Reporters Without Borders (RSF) calls on the Kenyan government to stop trying to restrict media freedom and to lift the suspension of two TV channels that have been unable to broadcast for the past seven days despite a court ruling in their favour.

Citizen TV, a commercial channel, and Inooro TV, a community station, were taken off the air on 31 January for defying a ban on covering opposition leader Raila Odinga’s mock inauguration as president.

A week later, they are still being denied a broadcast signal, despite a high court ruling on 1 February that they should be allowed resume broadcasting provisionally pending examination of the case against them.

Interior minister Fred Matiangi thinks otherwise. He has announced that they will remain off the air and has even accused some journalists of being accomplices of the National Super Alliance (NASA), the main opposition coalition.

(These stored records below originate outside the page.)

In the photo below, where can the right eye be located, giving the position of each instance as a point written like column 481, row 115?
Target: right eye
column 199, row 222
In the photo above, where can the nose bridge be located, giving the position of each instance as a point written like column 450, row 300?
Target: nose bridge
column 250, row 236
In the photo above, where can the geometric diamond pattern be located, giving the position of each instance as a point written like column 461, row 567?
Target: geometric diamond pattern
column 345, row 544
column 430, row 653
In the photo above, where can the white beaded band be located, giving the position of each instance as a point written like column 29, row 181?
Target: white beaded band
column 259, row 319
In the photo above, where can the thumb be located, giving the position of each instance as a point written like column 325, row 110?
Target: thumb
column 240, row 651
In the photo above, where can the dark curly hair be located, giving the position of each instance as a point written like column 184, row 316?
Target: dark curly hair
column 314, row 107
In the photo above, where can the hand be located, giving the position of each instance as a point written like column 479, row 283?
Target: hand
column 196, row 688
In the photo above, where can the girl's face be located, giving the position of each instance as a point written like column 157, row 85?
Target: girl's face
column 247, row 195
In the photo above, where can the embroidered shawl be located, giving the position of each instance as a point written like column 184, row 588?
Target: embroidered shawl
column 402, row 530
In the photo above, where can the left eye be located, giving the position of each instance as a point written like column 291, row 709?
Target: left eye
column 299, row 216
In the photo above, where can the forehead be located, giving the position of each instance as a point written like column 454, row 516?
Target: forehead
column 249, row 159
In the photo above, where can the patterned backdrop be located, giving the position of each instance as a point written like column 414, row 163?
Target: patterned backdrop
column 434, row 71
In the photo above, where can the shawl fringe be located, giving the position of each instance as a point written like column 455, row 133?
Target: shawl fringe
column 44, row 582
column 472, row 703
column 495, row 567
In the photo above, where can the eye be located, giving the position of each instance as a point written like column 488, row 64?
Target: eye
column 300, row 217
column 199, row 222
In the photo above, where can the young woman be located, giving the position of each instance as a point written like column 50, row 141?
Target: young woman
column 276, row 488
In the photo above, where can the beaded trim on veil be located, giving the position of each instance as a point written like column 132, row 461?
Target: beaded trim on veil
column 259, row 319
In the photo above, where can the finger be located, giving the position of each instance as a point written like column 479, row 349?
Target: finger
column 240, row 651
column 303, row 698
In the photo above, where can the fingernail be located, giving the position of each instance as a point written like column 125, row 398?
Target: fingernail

His targets include Linus Kaikai, the chairman of the Kenya Editors’ Guild and head of NTV, a commercial TV channel owned by the Nation Media Group. When armed plainclothes police took up position outside the Nation Media Group’s headquarters on 31 January, he and two colleagues remained inside all night because police sources warned them they would arrested if they left.

Three days earlier, Kaikai had posted a Kenya Editors’ Guild statement on Twitter expressing alarm about the government’s growing readiness to censor the media.

In all four TV channels were taken off the air on 31 January for defying President Uhuru Kenyatta’s orders not to provide live coverage of Odinga’s symbolic swearing-in as “people’s president.” Two of them, NTV and KTN, were able to resume broadcasting yesterday.

“You cannot cherry-pick who the high court decision applies to,” RSF said. “All the TV channels that were deprived of their signal must be able to resume broadcasting, as the court ruled. Prolonging their suspension is a political decision that harms media independence and restricts the right to be informed, a right guaranteed in the constitution.”

The Office of the United Nations High Commissioner for Human Rights has also voiced concern about the Kenyan government’s attempts to interfere with the right to freedom of expression, including its threat to rescind the licences of the TV channels that broadcast the Odinga mock inauguration.

Kenya is ranked 95th out of 180 countries in RSF's 2017 World Press Freedom Index.